Replacing good assistants are the key to longevity for any coach. Orgeron will be no different. Of course, he’ll have to win enough from the outset for that issue to even come up down the road.

For 2017, I look for the Tigers to just be...better. Not necessarily in a way that’s quantifiable in a win-loss record. They’ll face five SEC road games, plus nine- and ten-win non-conference foes like BYU and Troy, plus a Syracuse team that looks like it could make a bowl in year two under Dino Babers. The margin between 9-3, 10-2 and 11-1 in the regular season will be a tight one. Playoffs or any sort of championship would probably take a couple strokes of luck or a major leap in play from Danny Etling at quarterback. I still believe he’s fine, but I don’t know if fine gets you over that big crimson peak right now.

And that’s still relevant. Right now, LSU plays in the same division as one of the bluest of blue blood programs, with more resources and an infinite will for deploying them, led by one of the greatest coaches of all time, enjoying success at a level that most of the other all-time greats never even touched. For the immediate future, it remains possible for LSU to be one of the five or six best teams in the country and still out of the conference title picture. That’s a reality that LSU fans have to learn to accept before we can ever truly begin to get beyond it.

Getting beyond that will take time. As I’ve discussed before when it comes to recruiting, LSU can make a nice start by trying to keep the Tide out of Louisiana, but overcoming their obvious rock-star appeal, or the network Alabama has built, won’t happen in one year. Right now, LSU is in pretty solid position, early in the process.
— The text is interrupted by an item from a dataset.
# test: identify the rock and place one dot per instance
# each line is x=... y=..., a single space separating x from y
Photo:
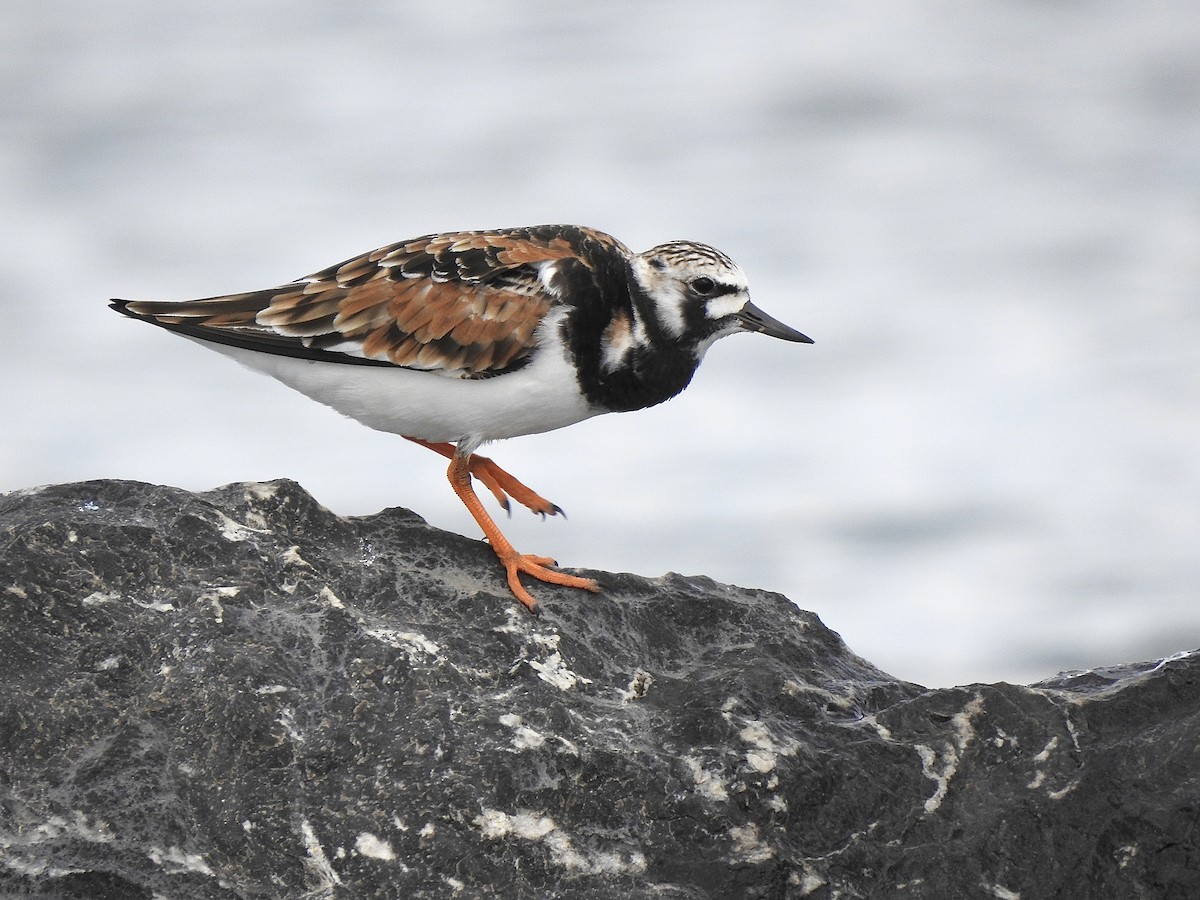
x=239 y=694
There are still a lot of dominos waiting to fall in terms of commitments, plus a few current members of this class that will climb in the rankings.

Another off-field concern, in the big-picture sense, will be the continuing diversification of revenue for LSU. It’s a necessity in the state’s current fiscal environment — yes, the athletic department receives no state funds, but it’s presently tasked with helping to cover that hole for the university, and that’s no small drain — and in the current business environment with regards to the recent upheaval at ESPN, which owns the SEC Network. Things like the proposed beer garden are a start, but you have to wonder what else is out there for LSU in terms of licensing or branding opportunities. The content-based marketing model employed by a company like Vox Media may very well be on its way to college athletics department websites soon as well. Joe Alleva has always been skeptical as to whether the SEC Network’s current returns will sustain. If they don’t, it will be interesting to see how programs seek out revenue streams beyond the basics that programs have been used to.

A lot can happen in five years. Hell, this site alone is a different place than it was in the spring of 2012. There are a lot of dominos stacked up in the college football: more conference realignment, the evolving revenue model and a regulatory and labor model that just may not be sustainable. How they fall will be one of the more interesting games that we’ve ever watched.